LLM context size support in Ollama Helm-chart - Arch · Dev · Ops

TL;DR

The Ollama Helm chart (version 1.5.0+) now supports creating custom LLM configurations via Modelfiles during deployment. Example of Llama3.1 deployment with a 16384 token context size:


cat <<EOF | helm upgrade ollama ollama-helm/ollama --install --create-namespace -n ollama --version 1.5.0 -f -
persistentVolume:
  enabled: true
  size: 50Gi
ollama:
  gpu:
    enabled: true
  models:
    pull:
      - llama3.1:8b
    create:
      - name: llama3.1-ctx16384
        template: |
          FROM llama3.1:8b
          PARAMETER num_ctx 16384
    run:
      - llama3.1-ctx16384
extraEnv:
  - name: OLLAMA_KEEP_ALIVE
    value: 24h
EOF

Long read

The Ollama Helm-chart provides a convenient way to deploy self-hosted Large Language Models (LLMs) on Kubernetes. You can deploy models from the ollama model library using the pull and run configurations:


cat <<EOF | helm upgrade ollama ollama-helm/ollama --install --create-namespace -n ollama --version 1.5.0 -f -
persistentVolume:
  enabled: true
  size: 50Gi
ollama:
  gpu:
    enabled: true
  models:
    pull:
      - llama3.1:8b
    run:
      - llama3.1:8b
extraEnv:
  - name: OLLAMA_KEEP_ALIVE
    value: 24h
EOF

Ollama also supports HugginFace :


cat <<EOF | helm upgrade ollama ollama-helm/ollama --install --create-namespace -n ollama --version 1.5.0 -f -
persistentVolume:
  enabled: true
  size: 50Gi
ollama:
  gpu:
    enabled: true
  models:
    pull:
      - hf.co/bartowski/Llama-3.2-3B-Instruct-GGUF:Q8_0
    run:
      - hf.co/bartowski/Llama-3.2-3B-Instruct-GGUF:Q8_0
extraEnv:
  - name: OLLAMA_KEEP_ALIVE
    value: 24h
EOF

In practice, we usually need to change parameters of deployed models, but Ollama helm-chart does not support configuration of models at deployment stage.

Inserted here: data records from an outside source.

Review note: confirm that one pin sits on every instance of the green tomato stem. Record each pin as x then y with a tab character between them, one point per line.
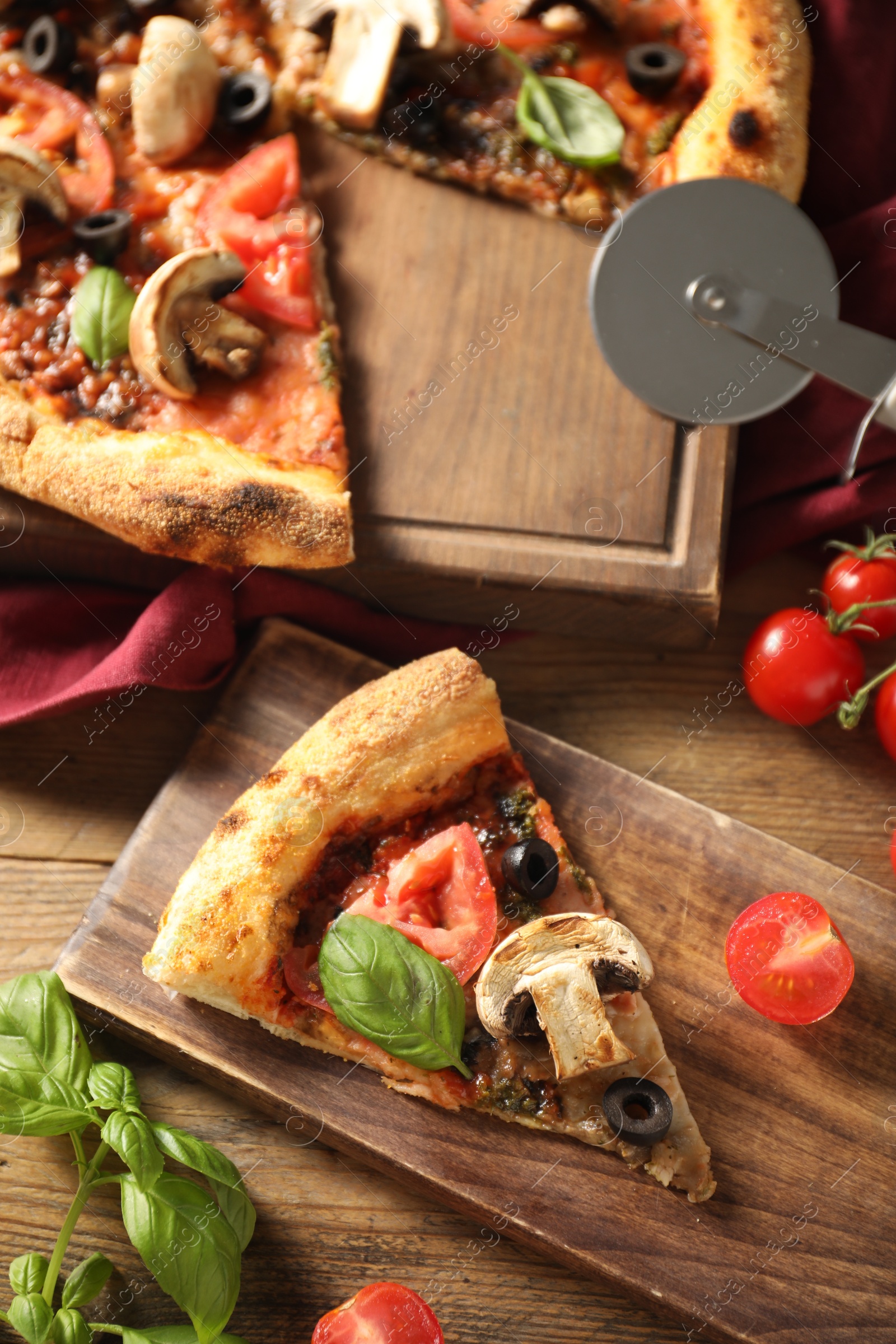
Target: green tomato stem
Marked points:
851	711
82	1195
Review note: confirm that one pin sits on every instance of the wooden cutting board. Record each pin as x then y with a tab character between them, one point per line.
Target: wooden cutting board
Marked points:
494	458
797	1244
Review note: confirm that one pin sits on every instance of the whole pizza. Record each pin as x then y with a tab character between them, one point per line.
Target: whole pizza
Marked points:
170	357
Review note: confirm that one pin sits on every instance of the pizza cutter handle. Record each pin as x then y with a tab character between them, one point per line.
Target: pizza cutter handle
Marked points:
857	360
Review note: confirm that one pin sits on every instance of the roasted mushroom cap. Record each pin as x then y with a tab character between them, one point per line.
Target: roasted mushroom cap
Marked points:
551	973
174	93
175	312
363	48
25	175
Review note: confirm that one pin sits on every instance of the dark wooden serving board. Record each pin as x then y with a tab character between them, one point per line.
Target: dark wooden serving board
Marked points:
797	1244
533	475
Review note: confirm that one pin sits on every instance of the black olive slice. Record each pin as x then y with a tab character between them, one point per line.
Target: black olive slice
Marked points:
637	1093
654	68
245	99
104	236
531	869
49	46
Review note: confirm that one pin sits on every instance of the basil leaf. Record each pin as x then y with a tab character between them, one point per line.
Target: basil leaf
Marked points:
43	1060
86	1280
172	1335
29	1273
101	314
132	1139
191	1249
31	1318
115	1088
222	1177
570	120
385	987
69	1327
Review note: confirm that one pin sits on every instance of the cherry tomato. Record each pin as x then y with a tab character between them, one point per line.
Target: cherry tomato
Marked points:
438	895
797	671
489	24
787	959
853	580
52	119
886	716
381	1314
302	976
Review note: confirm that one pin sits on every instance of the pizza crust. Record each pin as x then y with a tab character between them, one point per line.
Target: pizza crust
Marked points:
187	495
752	122
390	750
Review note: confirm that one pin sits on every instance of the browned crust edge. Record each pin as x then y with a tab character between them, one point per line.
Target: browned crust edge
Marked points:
390	750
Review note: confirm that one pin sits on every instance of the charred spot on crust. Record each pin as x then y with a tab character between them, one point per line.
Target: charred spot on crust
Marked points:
743	129
230	824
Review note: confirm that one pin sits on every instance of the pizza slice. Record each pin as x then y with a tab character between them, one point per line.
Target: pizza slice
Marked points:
405	818
170	360
640	93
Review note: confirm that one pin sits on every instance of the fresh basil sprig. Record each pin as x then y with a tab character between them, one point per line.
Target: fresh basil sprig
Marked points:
101	314
566	118
390	991
189	1241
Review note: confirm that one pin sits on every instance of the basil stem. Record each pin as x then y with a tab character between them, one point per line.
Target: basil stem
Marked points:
101	314
566	118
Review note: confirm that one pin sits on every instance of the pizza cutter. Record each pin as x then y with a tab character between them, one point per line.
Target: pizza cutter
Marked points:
716	301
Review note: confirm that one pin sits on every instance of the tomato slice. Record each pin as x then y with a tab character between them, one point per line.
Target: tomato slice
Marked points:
245	212
302	976
438	895
52	119
381	1314
489	24
787	959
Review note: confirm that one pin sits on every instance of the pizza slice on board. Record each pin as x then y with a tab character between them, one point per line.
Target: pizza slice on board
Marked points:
170	360
685	89
408	807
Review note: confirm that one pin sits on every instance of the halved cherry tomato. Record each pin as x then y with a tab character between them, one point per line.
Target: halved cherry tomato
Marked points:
851	578
245	212
302	976
787	959
52	119
489	24
797	671
381	1314
438	895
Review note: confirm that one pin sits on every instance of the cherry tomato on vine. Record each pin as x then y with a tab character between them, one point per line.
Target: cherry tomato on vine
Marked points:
851	578
797	671
787	959
886	716
381	1314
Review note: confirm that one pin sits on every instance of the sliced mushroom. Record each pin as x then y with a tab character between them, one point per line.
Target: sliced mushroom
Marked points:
25	175
174	91
366	39
175	312
553	973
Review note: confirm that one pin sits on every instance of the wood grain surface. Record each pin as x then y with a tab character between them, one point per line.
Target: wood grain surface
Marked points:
325	1225
797	1238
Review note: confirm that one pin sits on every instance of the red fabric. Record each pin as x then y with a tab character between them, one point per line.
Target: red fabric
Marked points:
786	488
65	647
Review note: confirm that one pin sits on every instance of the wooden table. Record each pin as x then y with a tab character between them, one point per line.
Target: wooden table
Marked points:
327	1226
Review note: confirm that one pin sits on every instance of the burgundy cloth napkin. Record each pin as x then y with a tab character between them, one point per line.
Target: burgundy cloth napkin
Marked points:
68	647
786	487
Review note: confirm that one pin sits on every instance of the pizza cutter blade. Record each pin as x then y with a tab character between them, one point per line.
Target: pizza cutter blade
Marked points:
715	301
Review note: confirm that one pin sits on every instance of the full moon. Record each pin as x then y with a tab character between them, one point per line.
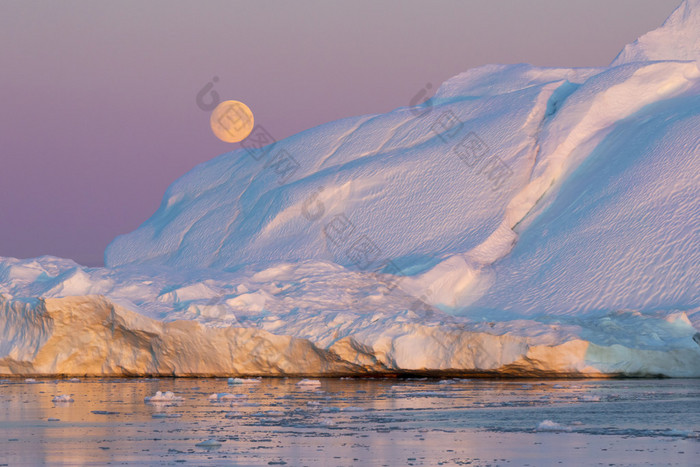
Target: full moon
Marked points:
231	121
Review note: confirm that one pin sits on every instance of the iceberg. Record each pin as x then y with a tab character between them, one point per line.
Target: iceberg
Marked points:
526	221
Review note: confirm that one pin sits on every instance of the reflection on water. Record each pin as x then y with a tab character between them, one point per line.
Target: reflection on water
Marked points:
351	422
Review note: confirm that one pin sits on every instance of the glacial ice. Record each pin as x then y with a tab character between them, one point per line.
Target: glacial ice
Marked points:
532	221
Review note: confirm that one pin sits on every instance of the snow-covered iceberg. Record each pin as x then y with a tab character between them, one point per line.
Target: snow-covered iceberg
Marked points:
524	221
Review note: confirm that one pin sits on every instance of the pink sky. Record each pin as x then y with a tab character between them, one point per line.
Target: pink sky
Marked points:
98	99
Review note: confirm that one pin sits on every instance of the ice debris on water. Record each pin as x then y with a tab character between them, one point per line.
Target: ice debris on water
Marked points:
62	398
550	426
166	396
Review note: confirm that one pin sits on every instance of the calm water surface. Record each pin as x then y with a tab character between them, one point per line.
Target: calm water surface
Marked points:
352	422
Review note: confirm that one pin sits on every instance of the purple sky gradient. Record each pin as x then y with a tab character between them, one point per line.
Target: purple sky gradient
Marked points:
98	109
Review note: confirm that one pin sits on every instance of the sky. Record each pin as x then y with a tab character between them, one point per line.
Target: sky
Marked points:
99	111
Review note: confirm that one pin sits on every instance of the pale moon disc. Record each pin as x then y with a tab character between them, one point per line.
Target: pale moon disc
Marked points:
231	121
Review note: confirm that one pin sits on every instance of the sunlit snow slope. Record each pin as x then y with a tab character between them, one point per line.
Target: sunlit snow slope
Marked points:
523	221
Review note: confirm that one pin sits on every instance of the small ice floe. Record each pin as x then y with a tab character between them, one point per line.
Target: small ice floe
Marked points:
233	381
224	397
166	415
209	444
166	397
550	426
309	383
62	399
352	409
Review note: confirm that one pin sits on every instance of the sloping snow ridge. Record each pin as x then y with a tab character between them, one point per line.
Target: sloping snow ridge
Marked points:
525	221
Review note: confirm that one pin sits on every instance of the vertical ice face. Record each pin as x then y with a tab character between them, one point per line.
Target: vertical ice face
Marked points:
677	39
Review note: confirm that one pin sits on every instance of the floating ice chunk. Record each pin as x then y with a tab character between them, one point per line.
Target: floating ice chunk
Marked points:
309	383
224	396
166	415
62	398
548	425
244	381
160	397
210	443
352	409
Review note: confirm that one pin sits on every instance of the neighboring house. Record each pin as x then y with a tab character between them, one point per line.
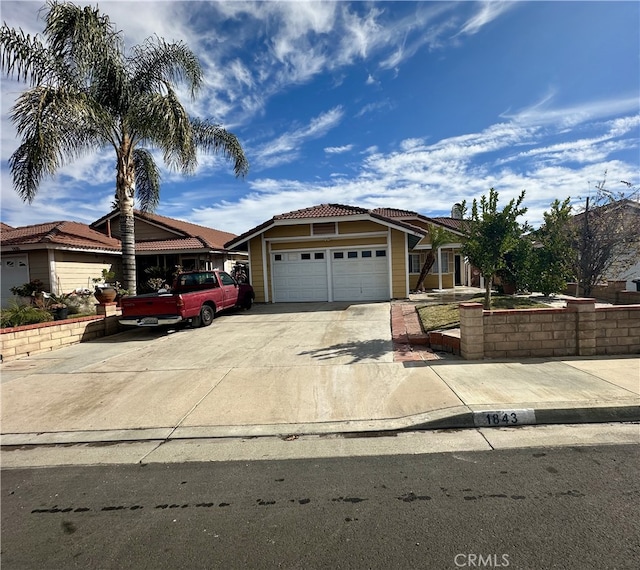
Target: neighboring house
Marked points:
63	255
334	252
624	214
167	243
68	255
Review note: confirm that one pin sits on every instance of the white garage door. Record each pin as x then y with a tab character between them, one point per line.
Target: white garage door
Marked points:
15	271
360	275
300	276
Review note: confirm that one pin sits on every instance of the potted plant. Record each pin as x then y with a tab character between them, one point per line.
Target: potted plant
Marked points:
104	291
57	306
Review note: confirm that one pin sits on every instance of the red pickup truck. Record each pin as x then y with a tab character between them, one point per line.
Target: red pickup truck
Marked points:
195	296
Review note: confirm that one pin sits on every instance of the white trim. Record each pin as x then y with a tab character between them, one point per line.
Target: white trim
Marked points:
265	277
326	237
53	281
35	247
406	257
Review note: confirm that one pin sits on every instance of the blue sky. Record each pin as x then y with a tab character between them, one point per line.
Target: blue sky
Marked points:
412	105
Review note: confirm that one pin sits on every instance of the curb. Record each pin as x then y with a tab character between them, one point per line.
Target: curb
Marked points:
460	417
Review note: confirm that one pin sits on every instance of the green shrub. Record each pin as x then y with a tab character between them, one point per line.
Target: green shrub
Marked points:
17	314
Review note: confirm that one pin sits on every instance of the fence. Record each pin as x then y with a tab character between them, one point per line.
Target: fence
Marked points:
580	329
26	340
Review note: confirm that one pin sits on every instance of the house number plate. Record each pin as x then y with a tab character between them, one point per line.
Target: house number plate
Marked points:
504	418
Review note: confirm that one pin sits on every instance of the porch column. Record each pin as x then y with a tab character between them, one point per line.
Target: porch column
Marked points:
53	281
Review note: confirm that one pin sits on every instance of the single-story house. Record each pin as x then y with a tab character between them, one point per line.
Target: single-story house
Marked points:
68	255
335	252
63	255
167	243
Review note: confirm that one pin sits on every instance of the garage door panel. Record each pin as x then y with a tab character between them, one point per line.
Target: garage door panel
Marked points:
360	275
298	280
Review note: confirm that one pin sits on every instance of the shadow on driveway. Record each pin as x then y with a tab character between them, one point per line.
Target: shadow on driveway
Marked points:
359	350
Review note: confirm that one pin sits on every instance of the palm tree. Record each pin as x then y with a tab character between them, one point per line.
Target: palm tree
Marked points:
86	92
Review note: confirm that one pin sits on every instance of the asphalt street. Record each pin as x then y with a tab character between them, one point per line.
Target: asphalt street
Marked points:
567	508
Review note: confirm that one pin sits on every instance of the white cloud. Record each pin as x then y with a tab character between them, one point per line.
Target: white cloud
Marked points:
338	149
489	11
286	147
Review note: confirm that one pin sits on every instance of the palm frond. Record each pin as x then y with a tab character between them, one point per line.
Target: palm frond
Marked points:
83	37
157	63
24	57
147	180
162	121
213	138
56	126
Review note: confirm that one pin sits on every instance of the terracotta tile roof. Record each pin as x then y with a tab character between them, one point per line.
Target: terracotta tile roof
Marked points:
215	239
71	234
395	213
322	211
171	245
210	237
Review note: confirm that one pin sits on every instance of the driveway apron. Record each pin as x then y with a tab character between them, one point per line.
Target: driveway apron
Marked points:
275	364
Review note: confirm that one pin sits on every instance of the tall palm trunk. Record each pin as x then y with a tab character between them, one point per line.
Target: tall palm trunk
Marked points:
125	191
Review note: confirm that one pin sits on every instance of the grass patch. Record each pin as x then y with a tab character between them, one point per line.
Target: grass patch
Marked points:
447	315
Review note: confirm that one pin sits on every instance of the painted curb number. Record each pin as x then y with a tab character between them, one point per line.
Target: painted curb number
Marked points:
504	418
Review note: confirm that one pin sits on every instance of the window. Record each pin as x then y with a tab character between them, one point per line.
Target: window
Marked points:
227	279
414	263
445	263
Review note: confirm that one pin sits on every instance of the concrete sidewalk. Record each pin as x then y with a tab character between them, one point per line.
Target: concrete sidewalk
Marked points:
292	370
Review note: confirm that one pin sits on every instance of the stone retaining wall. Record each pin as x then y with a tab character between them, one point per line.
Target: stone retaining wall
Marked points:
579	330
17	342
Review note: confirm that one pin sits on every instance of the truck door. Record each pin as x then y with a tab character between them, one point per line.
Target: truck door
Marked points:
230	290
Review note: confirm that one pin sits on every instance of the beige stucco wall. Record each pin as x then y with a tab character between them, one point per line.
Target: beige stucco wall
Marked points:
398	265
76	270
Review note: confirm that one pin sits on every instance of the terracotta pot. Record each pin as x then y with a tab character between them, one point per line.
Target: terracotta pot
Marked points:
105	294
61	313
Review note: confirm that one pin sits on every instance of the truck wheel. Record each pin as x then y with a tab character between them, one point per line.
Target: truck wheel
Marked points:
207	315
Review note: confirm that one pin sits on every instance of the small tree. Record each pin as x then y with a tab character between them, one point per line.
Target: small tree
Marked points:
439	236
606	235
490	234
552	254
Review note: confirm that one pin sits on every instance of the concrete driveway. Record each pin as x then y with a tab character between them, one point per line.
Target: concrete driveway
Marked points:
276	364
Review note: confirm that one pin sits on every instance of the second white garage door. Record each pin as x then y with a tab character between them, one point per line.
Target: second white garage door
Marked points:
299	277
354	275
360	275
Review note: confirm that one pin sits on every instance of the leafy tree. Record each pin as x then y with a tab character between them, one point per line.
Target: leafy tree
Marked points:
490	234
606	235
552	254
439	237
87	92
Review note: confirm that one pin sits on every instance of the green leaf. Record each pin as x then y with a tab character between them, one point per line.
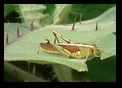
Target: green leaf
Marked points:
25	48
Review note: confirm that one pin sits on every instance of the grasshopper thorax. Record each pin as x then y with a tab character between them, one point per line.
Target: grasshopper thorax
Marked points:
96	52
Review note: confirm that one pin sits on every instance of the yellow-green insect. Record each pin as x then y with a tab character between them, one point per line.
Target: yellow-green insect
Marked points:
70	49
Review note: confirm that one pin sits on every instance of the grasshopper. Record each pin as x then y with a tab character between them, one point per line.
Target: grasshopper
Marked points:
71	49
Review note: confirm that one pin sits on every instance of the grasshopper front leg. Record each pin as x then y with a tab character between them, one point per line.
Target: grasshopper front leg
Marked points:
61	50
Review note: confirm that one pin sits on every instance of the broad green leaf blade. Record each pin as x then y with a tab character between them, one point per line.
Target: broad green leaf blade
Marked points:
26	47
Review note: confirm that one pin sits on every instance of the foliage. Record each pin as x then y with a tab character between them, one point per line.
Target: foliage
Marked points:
25	47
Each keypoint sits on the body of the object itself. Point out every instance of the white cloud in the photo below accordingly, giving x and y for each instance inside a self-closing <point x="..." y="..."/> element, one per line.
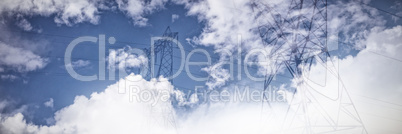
<point x="49" y="103"/>
<point x="106" y="112"/>
<point x="80" y="63"/>
<point x="226" y="19"/>
<point x="8" y="77"/>
<point x="70" y="12"/>
<point x="20" y="60"/>
<point x="175" y="17"/>
<point x="136" y="9"/>
<point x="111" y="112"/>
<point x="67" y="12"/>
<point x="24" y="24"/>
<point x="372" y="79"/>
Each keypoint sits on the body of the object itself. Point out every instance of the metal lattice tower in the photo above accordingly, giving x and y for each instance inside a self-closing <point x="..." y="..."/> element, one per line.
<point x="163" y="56"/>
<point x="163" y="63"/>
<point x="298" y="38"/>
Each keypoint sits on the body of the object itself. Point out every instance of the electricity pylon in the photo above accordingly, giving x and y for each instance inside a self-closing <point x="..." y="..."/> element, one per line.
<point x="297" y="35"/>
<point x="162" y="54"/>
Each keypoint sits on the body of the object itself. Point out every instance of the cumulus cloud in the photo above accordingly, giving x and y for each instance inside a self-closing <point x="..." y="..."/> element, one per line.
<point x="228" y="21"/>
<point x="79" y="63"/>
<point x="373" y="73"/>
<point x="49" y="103"/>
<point x="70" y="12"/>
<point x="20" y="60"/>
<point x="175" y="17"/>
<point x="111" y="112"/>
<point x="8" y="77"/>
<point x="136" y="9"/>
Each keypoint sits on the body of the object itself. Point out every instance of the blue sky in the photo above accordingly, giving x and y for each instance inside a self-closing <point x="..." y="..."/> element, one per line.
<point x="365" y="42"/>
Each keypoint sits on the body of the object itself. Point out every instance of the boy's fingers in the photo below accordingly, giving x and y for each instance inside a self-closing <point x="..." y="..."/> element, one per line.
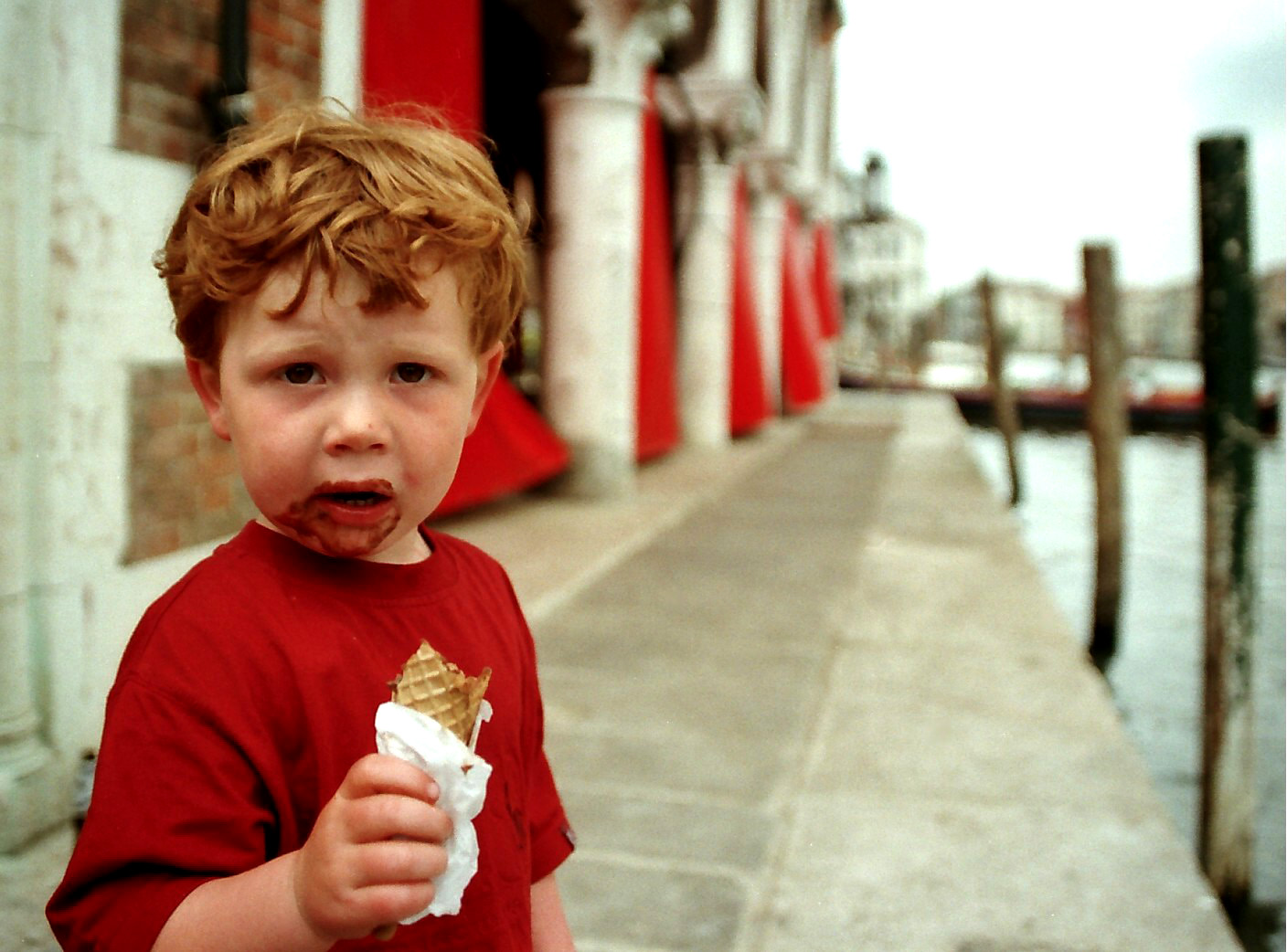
<point x="393" y="816"/>
<point x="399" y="862"/>
<point x="381" y="773"/>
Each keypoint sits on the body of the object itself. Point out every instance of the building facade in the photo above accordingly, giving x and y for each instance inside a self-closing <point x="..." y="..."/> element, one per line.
<point x="598" y="108"/>
<point x="882" y="273"/>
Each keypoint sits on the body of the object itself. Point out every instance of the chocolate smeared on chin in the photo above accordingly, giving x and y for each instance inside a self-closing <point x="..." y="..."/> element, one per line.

For exampe, to change the context size, which is 2048 tokens by default , you previously had to:

Use the Ollama REST API:


curl http://localhost:11434/api/generate -d '{
  "model": "llama3.2",
  "prompt": "Why is the sky blue?",
  "options": {
    "num_ctx": 4096
  }
}'

Utilize any Ollama REST API client like Open-WebUI
Utilize any Ollama Client library

All the options mentioned above require additional steps after deployment, but we would like to define custom settings during the deployment phase. Fortunately, ollama supports Modelfile which can be used to solve the issue.

I created a new issue in Ollama helm-chart repository with proposal for improvement and implemented the functionality in my personal helm repository , so you can deploy ollama custom model this way:

⚠️

Warning

The example below uses my personal helm-chart implementation at https://olegsmetanin.github.io/helm-charts/ , this is not the official Ollama Helm-chart!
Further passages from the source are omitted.